No se le puede negar ambición y genio. Su última película tiene tanta visceralidad que puede percibirse hasta como amoral en la consecución de un esperpento cargado de mala hostia, humor negro y furores sangrientos. Es decir, todo aquello que caracteriza el cine del actual Presidente de la Academia de Cine. En ese descomedimiento, en su desorden y caos, en su irregularidad que salpica incompostura es donde se encuentra la razón de ser de un filme que se refuerza en su atmósfera feísta y oscura gracias al intuitivo Kiko de la Rica, que sabe barnizar el cromatismo con un tono entre el pesimismo y expresionismo, dotando de entidad ruda y sin color la antifábula que se beneficia (y de qué manera) de la magnífica puesta en escena de Eduardo Hidalgo y Federico del Cerro al reproducir entre ruinas un circo absurdo y tiñoso, donde la destrucción convoca esos fantasmas de los que habla el realizador. Pero si hay algo que aporta la personalidad de las grandes obras es la partitura de Roque Baños. Una vez más, el músico funciona como el pulmón enérgico de cada plano. Su talento golpea el alma del público con una partitura memorable transformando las notas musicales en sensaciones perceptivas de ecos ‘herrmannianos'. Tampoco está de más alabar la labor de De la Iglesia como director de actores, en la fuerza de un Antonio de la Torre peligroso y avieso, la sensual capacidad de Carolina Bang para reconducir su personaje hasta límites de tensión sexual palmarios y el retribuido talento de sus comparsas; desde Santiago Segura hasta Sancho Gracia, pasando por Enrique Villén, Manuel Tallafé, Gracia Olayo, Alejandro Tejería, Luis Varela, Terele Pávez... Todos están maravillosos. Pero si alguien debe ser el centro de los elogios ése un genial y asombroso Carlos Areces, que ofrece una memorable caracterización de ese payaso educado por las ansias de venganza paternal que choca contra los deseos y frustraciones de un personaje complejo. Lo mejor de esta cinta extraña y estrambótica.

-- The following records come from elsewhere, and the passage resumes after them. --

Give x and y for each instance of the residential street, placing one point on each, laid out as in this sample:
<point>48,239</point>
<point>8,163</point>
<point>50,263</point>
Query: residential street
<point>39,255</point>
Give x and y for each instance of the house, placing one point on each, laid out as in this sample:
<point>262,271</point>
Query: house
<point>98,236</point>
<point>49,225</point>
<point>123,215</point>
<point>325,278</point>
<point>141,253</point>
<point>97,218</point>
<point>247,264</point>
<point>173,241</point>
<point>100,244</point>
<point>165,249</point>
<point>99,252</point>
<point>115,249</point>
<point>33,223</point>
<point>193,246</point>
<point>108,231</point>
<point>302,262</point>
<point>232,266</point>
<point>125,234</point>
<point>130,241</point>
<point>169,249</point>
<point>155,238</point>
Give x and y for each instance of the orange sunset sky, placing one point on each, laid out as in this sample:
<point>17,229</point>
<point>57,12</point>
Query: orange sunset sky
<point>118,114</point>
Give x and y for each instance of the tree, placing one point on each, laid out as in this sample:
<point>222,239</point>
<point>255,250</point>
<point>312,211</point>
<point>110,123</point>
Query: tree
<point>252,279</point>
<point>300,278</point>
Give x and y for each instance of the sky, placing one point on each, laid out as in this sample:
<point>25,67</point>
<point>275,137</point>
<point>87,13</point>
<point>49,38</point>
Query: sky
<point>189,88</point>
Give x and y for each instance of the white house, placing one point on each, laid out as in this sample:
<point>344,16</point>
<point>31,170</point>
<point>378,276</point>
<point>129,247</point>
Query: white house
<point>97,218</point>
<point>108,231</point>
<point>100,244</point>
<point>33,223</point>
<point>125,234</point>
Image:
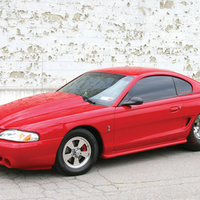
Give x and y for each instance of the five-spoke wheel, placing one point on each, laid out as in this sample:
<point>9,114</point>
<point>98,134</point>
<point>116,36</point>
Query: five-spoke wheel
<point>77,153</point>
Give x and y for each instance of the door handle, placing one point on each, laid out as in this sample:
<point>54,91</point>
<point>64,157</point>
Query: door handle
<point>174,109</point>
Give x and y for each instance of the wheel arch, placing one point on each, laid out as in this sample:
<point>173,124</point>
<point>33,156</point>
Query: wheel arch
<point>96,134</point>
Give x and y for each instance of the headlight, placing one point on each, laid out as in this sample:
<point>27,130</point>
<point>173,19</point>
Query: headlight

 ‘Balada triste de trompeta' va mucho más allá en su prosopopeya de incorrección política. Es una cinta que cuando pierde el equilibrio sabe sobreponerse y levantarse, con sus rocambolescos deslices y desaciertos, en su condición de película valiente y todoterreno. Porque sabe ser fiel a sí misma, llevando su riesgo hasta las últimas consecuencias. Estamos así ante un cine cuya seriedad se pierde por la contundencia de lo excesivo y no tanto por la búsqueda de los mecanismos cómicos. Se deja llevar por un grueso sentimiento extremo, donde la brutalidad y lo tragicómico alimentan el espíritu de un iracundo y redentor ejercicio anárquico y sádico. En esta película nacida para ser incomprendida, por lo grotesco y antropófago de su condición. El amor es algo imposible, como una España destinada a entenderse, capaz de ironizar y concebir ese pasado que murió y que llora como expresa la canción de Raphael que da título a la película. Se trata, en conclusión, de una extravagancia perturbadora, de genuina locura que anida en la mente del espectador mucho después de haber acabado.